Strong Revenue Growth for Intron With Some of this Ploughed Back Into Increasing R&D; FVE to HKD 4.26

Intron Technology reported first-half revenue up 53% to CNY 1,321 million with net profit up 20% to CNY 95 million. Revenue growth was driven by new energy vehicle solutions, which reported 179% growth. Intron has been able to secure good semiconductor supply during a time of industry shortage, which has helped it gain market share and improve relationships with existing customers. This was done using its strong relationship with chip supplier, Infineon, where Intron is Infineon’s largest regional customer. Revenue growth is on the back of 201% growth in new energy vehicle unit sales in China during first-half 2021 with overall car sales up 25.60%, and these growth rates benefitting from the weak first-quarter 2020 due to coronavirus.

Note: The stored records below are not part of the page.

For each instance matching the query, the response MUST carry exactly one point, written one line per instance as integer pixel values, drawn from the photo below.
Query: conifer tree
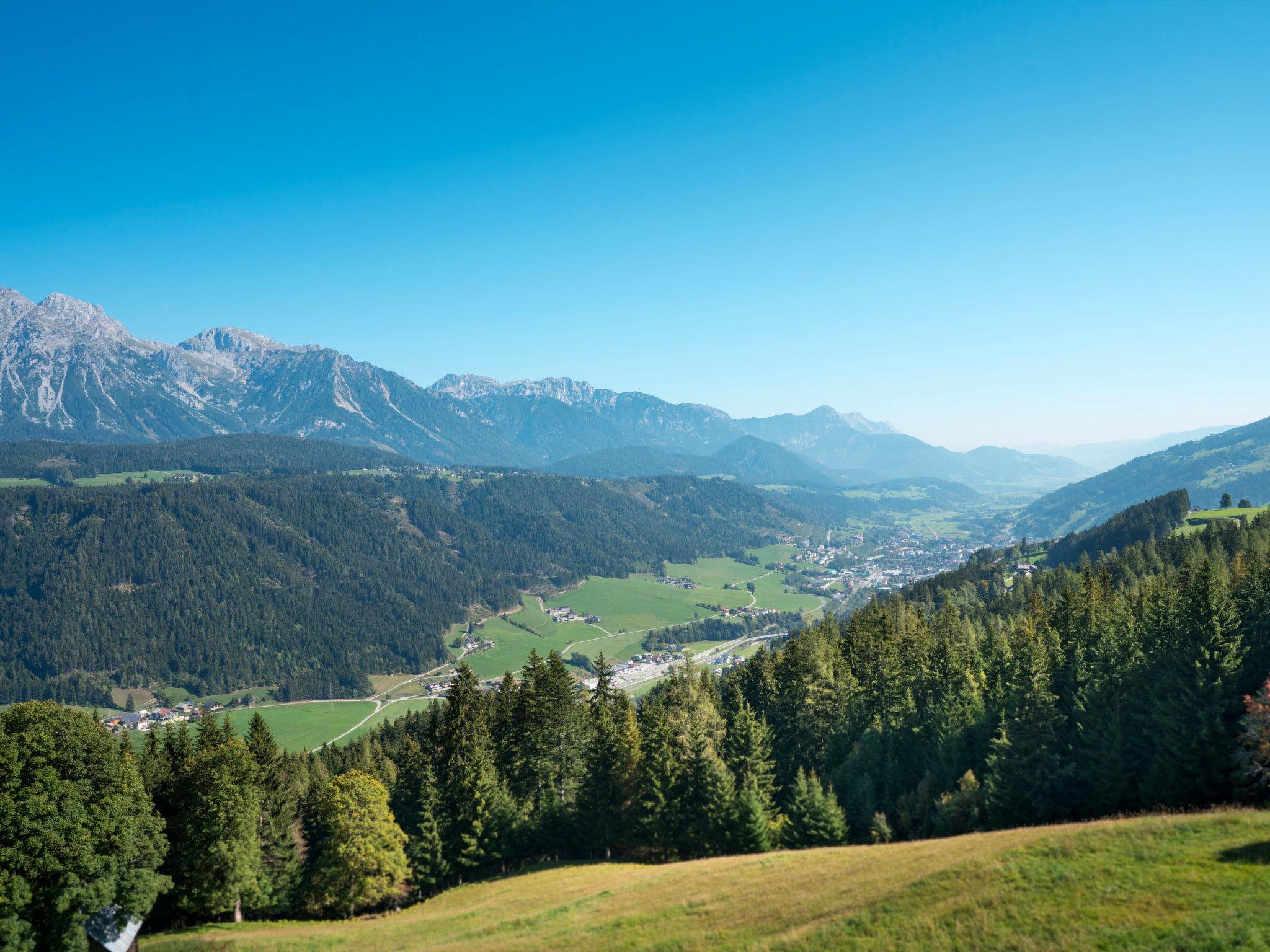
(815, 818)
(1197, 706)
(1028, 772)
(280, 794)
(414, 805)
(705, 799)
(657, 781)
(468, 777)
(613, 760)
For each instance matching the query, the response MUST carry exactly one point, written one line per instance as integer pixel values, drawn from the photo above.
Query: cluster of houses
(685, 583)
(671, 654)
(146, 719)
(564, 614)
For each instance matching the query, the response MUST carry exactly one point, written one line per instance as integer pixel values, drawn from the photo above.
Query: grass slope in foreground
(1196, 883)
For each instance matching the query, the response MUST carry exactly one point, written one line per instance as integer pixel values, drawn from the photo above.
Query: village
(902, 555)
(148, 719)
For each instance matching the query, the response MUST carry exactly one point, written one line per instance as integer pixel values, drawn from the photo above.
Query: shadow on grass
(1251, 853)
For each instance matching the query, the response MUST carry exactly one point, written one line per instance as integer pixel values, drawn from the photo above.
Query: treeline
(247, 454)
(283, 580)
(1139, 523)
(1085, 691)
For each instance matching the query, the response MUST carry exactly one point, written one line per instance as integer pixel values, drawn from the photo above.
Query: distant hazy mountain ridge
(1235, 461)
(69, 371)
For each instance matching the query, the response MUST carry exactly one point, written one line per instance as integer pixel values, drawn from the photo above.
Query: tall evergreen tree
(468, 777)
(1028, 771)
(815, 818)
(1197, 705)
(215, 858)
(415, 806)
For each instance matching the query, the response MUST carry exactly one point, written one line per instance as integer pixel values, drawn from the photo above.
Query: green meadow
(1197, 521)
(113, 479)
(1194, 881)
(639, 602)
(305, 725)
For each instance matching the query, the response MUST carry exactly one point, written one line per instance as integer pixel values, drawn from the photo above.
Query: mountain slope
(559, 414)
(1235, 461)
(68, 371)
(238, 454)
(233, 583)
(1146, 883)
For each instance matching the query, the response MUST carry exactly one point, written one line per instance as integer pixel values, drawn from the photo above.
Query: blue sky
(985, 223)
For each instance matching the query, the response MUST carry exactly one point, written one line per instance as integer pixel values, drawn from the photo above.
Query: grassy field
(304, 726)
(1157, 883)
(641, 602)
(389, 712)
(1197, 521)
(512, 645)
(628, 609)
(113, 479)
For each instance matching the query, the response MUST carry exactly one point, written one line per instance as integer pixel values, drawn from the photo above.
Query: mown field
(1197, 521)
(629, 609)
(306, 725)
(1157, 883)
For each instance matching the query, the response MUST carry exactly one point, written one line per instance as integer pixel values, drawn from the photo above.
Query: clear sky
(985, 223)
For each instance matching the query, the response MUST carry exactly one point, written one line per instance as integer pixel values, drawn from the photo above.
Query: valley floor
(1186, 881)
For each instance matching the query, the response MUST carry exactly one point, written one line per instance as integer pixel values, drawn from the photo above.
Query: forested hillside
(239, 454)
(1139, 523)
(967, 702)
(313, 579)
(1235, 461)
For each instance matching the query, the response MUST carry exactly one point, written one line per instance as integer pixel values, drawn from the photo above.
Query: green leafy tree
(76, 829)
(216, 860)
(361, 860)
(280, 794)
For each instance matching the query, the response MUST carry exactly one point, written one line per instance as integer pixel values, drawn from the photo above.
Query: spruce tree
(1197, 708)
(468, 777)
(657, 781)
(415, 806)
(815, 818)
(705, 799)
(1028, 772)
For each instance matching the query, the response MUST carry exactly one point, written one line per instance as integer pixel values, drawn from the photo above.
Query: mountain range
(1235, 461)
(69, 371)
(1109, 455)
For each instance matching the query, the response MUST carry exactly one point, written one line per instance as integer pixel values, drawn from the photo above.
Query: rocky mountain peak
(70, 316)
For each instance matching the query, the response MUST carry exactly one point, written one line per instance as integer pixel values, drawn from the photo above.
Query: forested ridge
(247, 454)
(286, 580)
(1134, 682)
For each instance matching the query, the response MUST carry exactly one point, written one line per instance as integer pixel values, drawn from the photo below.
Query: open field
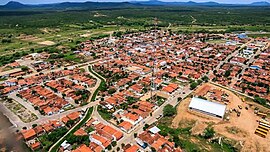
(24, 114)
(26, 29)
(237, 128)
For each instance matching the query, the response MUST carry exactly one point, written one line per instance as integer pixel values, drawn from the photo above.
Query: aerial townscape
(138, 76)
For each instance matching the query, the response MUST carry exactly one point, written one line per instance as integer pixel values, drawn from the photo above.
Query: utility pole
(153, 56)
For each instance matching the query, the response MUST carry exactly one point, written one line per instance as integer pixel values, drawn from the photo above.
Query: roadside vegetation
(183, 137)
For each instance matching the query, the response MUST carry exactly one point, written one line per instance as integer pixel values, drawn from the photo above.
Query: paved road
(251, 60)
(173, 100)
(42, 119)
(58, 69)
(231, 55)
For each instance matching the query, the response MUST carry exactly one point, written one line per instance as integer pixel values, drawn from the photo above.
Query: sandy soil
(47, 43)
(238, 128)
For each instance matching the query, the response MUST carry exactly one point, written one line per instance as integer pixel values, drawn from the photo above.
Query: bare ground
(237, 128)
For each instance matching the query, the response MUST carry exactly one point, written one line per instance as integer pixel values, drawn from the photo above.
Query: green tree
(193, 85)
(209, 132)
(169, 110)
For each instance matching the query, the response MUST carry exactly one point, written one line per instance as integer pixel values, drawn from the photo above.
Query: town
(129, 83)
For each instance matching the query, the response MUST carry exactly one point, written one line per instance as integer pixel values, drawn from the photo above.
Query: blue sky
(56, 1)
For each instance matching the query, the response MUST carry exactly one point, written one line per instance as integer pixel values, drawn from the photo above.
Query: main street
(42, 119)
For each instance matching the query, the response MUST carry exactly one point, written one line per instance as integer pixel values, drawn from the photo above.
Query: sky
(2, 2)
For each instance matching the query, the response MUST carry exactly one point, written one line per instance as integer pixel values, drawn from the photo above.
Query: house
(103, 142)
(132, 118)
(83, 148)
(28, 134)
(80, 132)
(133, 148)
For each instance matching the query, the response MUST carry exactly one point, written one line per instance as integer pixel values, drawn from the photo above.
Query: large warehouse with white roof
(207, 107)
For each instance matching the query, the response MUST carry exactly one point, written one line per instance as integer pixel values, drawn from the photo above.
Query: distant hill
(68, 5)
(102, 5)
(189, 3)
(263, 3)
(14, 5)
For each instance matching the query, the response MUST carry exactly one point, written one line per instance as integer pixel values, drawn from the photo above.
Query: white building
(207, 107)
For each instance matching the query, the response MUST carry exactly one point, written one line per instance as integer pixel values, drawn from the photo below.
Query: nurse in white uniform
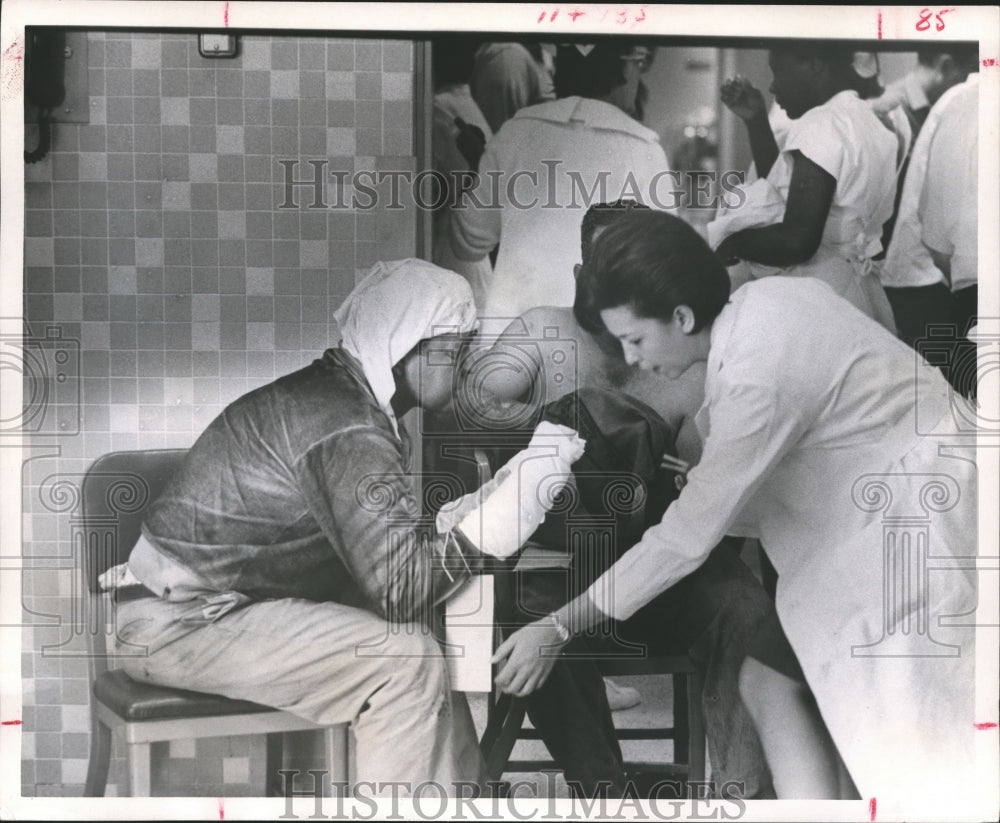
(826, 191)
(822, 442)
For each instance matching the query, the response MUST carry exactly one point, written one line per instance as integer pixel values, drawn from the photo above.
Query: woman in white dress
(825, 193)
(820, 441)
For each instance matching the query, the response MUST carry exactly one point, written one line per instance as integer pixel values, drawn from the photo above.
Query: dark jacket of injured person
(619, 490)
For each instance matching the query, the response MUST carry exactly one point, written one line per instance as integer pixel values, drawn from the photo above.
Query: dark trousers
(917, 309)
(712, 614)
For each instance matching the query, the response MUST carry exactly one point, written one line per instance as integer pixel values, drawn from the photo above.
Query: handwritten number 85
(924, 22)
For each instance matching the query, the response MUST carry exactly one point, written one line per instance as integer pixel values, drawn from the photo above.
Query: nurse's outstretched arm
(744, 100)
(751, 432)
(797, 237)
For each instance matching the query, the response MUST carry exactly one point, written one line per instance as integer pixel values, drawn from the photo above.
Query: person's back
(546, 166)
(243, 511)
(568, 154)
(506, 77)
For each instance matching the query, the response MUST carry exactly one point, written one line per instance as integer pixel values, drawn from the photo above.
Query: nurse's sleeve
(750, 433)
(815, 135)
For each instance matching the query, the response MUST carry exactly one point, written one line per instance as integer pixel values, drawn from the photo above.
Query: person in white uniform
(818, 439)
(826, 192)
(541, 172)
(949, 221)
(915, 286)
(454, 105)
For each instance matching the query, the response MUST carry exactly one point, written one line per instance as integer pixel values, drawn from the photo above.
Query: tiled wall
(154, 240)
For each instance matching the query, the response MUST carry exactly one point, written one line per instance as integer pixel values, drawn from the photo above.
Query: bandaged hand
(520, 495)
(560, 441)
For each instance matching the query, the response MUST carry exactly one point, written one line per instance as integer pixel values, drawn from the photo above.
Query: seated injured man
(287, 562)
(561, 366)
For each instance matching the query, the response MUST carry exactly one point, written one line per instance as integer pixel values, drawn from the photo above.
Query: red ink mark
(15, 51)
(924, 20)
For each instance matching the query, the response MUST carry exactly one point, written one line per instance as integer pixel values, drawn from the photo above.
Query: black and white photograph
(499, 412)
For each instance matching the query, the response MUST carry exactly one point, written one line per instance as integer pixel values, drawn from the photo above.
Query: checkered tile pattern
(158, 253)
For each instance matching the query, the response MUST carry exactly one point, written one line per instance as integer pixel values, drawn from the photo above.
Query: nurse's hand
(743, 99)
(527, 658)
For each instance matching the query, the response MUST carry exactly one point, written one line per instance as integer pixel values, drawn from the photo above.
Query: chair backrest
(117, 489)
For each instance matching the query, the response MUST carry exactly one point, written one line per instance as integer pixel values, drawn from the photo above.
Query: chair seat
(135, 701)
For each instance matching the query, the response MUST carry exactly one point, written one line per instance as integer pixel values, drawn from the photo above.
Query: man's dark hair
(597, 74)
(598, 216)
(965, 55)
(653, 262)
(452, 59)
(835, 54)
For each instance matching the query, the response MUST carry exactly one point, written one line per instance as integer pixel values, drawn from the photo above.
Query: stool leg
(273, 762)
(100, 759)
(140, 768)
(338, 753)
(499, 753)
(696, 747)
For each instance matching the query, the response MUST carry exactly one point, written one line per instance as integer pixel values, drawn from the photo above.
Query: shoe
(621, 697)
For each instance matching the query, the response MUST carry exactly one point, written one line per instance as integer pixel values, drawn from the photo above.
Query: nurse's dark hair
(654, 262)
(598, 216)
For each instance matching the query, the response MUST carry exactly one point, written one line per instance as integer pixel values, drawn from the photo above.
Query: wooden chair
(116, 490)
(505, 714)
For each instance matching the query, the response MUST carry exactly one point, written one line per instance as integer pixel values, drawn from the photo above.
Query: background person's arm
(797, 237)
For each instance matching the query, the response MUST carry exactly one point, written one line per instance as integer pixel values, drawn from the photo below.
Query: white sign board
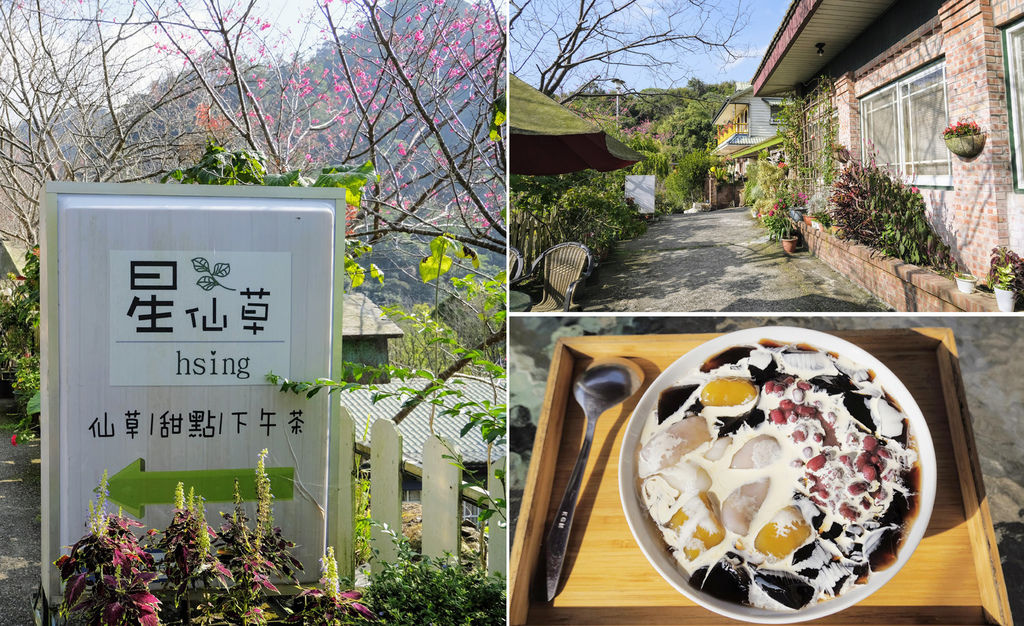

Sales of new energy vehicles in China in July were up 164% with overall car sales down 12%. Intron is mainly exposed to local brands, which have gained market share in 2021 so the market conditions for Intron were even better. The government has set a target for electric vehicles, or EVs, to account for 20% of Chinese auto sales by 2025, up from 5.40% in 2020 and forecasts 5.30 million EVs to be sold in 2025, implying a five-year CAGR of 31%. Profit growth was weaker than revenue growth due to a 68% increase in research and development, or R&D, spending to CNY 97.30 million, with other administrative expenses increasing only 27%. We see the higher R&D expense as positive for the company’s potential future growth.